Here I am again, blogging about another favorite album. I'm in limbo right now waiting to head home tomorrow morning, whilst sitting around cloudy Savannah with basically nothing left to do. I've had it with my boyfriend for a little while (and by boyfriend, I mean Savannah. Not an actual person) and need a break. This little vacation is much needed. I'll be heading to NJ for almost two weeks, with a three day get-away to Burlington, VT in between. So since I have some spare time on my hands, I am here again bringing you another post about a favorite album.
The Pixies are just one of those bands that I can listen to constantly and always receive the same feelings over and over again when I hear them. They act like a time machine for me, bringing me back to different times in my life over the past five years. I started listening to the Pixies when I was a junior in high school which was one of the greatest years of my life. I'm not sure why, and I'm sure it wasn't as perfect as I remember it, but it's one of those years that remain golden in my head. Untouched and safe. After the age of 11, I have very few full years in my life that I can put in that category. I think that goes for everyone though since when you turn eleven or twelve, that's when shit starts to get real. You're not a little kid anymore with hearts and sparkles dancing around in your head 24/7. There is a switch that turns on, and that switch is called "Hello Person, Welcome to the Real World".
So, that's when the Pixies entered my life, along with most of the other bands I consider my favorites. It was a big music year for me, I suppose. It's when I discovered alternative bands from the late 80's, early 90's. I had always listened to bands like Brand New, Rilo Kiley, Bright Eyes, Le Tigre and Cursive mixed in with older stuff like Bob Dylan, Jimi Hendrix, Bob Marley & Janis Joplin. I never gave the 90's a chance, so that summer is when my music taste started to really develop. This is when I started loving, what I like to call it, "Cool Uncle Music".

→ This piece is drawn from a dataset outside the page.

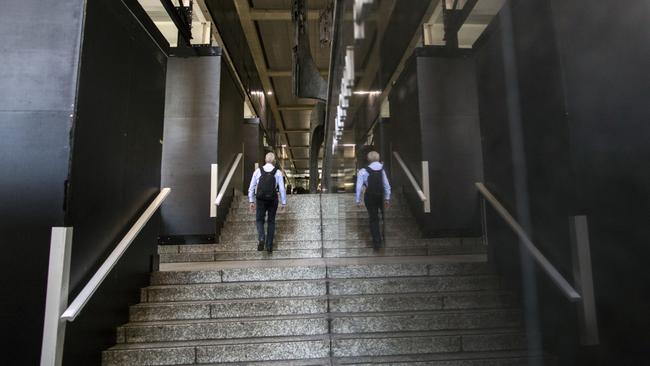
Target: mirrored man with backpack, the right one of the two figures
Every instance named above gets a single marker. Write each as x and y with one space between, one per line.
377 195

Everyone has or knows that Cool Uncle. He was awesome in the late 80's and early 90's. He never married because "he doesn't believe in monogamy" (but is far too neurotic to get a wife, anyway). He remains cool even into his 40's and 50's. Still kind of pretentious, has a hip foreign girlfriend who plays guitar and follows a vegan diet. He likes to talk about seeing Sonic Youth's early shows and swears he asked Kim Gordon out one time in Providence in 1987 or something. He smokes the same cigarettes & drinks the same beer as he did when he was 22. Most importantly though, he tells all his awkward nieces and nephews about bands like Husker Du, Dinosaur Jr., Superchunk and of course the Pixies. You know him, or you've heard of him. He's the Cool Uncle. If I have style icons, I could definitely have a music icon and my music icon is the Cool Uncle figure. He's more of an idea or a dream than an actual physical person. But you know he exists somewhere. Or everywhere.
While I never had that type of uncle, I always knew he was out there somewhere. People I knew had those uncles, and I learned from their taste. So that summer I was introduced to bands like Pavement, Dinosaur Jr., The Replacements, Superdrag, Radiohead, Nada Surf & the Pixies. I distinctly remember listening to the album Doolittle all the time and falling in love with each and every song. It was different than everything that I was listening to previously.
That summer was the first summer all my friends & i had our licenses so there was a lot of driving around and getting drunk in parking lots behind our school. I have a specific memory (i don't know why i'm stating it like it happened 20 years ago, it was only like 5 or 6 years ago) being in the parking lot behind my school with my friend in her car screaming the lyrics to "Monkey Gone to Heaven" while drinking Fuze fruit juice with vodka. I was totally inexperienced when it came to drinking and that was the first night I ever got wasted sick. It was embarrassing to say the least. I remember everything from that night though strangely, even the Free People dress I was wearing and every single person that was there with me. But like many nights, it was started by singing (more like screaming) and listening to the Pixies.
I'll always listen to Doolittle and it will remind me of those nights. It was before everything changed. Senior year was awful. I acted out, everyone acted out, we all fell apart. I fell apart. I lost something that I had constant in my life for most of high school and I was totally depressed. Blah, blah who cares, blah, blah. Everyone has that angsty & sad year from their youth and that was mine. I didn't know what to do with myself for many reasons. Looking back, I don't find that abnormal. That's just something that happens to everyone and sometimes you act out in a not perfect manner when you're too young to know the right thing to do. I finally know what to do with myself, but that too will change. Everything does. It's okay, though.
This summer I rediscovered the Pixies. They were always playing on shuffle on my itunes or on different mix CDs through the years but I never paid the same attention to them as when I was first falling in love with them until now. It's like a re-launched love affair. I'm hearing different things in their songs and appreciating them with more mature ears. I'm no longer screaming their lyrics while irresponsibly drinking in Red Bank, NJ but I'm enjoying them with a totally clear & nostalgic brain.